Permission to slow down — perhaps that’s what you’re aching for again. Maybe you tasted it for a few weeks, or even months, when the pandemic hit, as event after event was cancelled. But now, with vaccinations in arms, and the collective rush to return to life as “normal” (as much as that’s possible), you’re feeling the need again for life to move slower than the modern world seems to allow.

You’re not alone, and the phenomenon may be understandable, at least in good measure.

Age of Accelerations
According to New York Times columnist Thomas Friedman, we are living in “the age of accelerations.” Our world has become increasingly fast-paced through the exponential development of technology and accompanying factors. Now “the pace of technology and scientific change,” he writes, “outstrips the speed with which human beings and societies can usually adapt” (Thank You for Being Late, 39). Friedman claims that “we are living through one of the greatest inflection points in history” (3) — perhaps unequaled in the last 500 years.

We have come to “a fundamental turning point in history” (4), and perhaps you’ve felt the effects, as I have. To-do lists seem to grow faster than we have time for. We hurry in the morning. Hurry on the road. Hurry at work. Hurry between meetings, and in meetings, and over meals. Hurry to get dinner ready. Hurry to eat. Hurry to get the kids cleaned up, and out the door, and get back home, and get to bed. Then, hurry to do more on evenings and weekends than we realistically have time for. Then hurry to bed ourselves. Get too little sleep. And start it all over the next day.

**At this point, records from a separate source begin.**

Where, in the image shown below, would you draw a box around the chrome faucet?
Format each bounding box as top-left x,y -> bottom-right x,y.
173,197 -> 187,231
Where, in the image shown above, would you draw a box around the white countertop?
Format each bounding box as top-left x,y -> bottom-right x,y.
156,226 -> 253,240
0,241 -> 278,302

Even more important than what constant hurry is doing to our work lives, family lives, relationships, and emotional health, is what it’s doing to our souls. The late Dallas Willard (1935–2013) sounded the alarm toward the end of his life: “Hurry is the great enemy of spiritual life in our day.”

Find Your Balance First
The challenge of living in an increasingly fast-paced society, and finding measured ways to slow our lives down to a realistic human speed, will be addressed on many fronts. Whole books, like John Mark Comer’s Ruthless Elimination of Hurry, offer various ideas and strategies. But here I’d like to focus on just one, but one that may be as important, if not more so, than any other:

Begin the day at the pace of God’s word.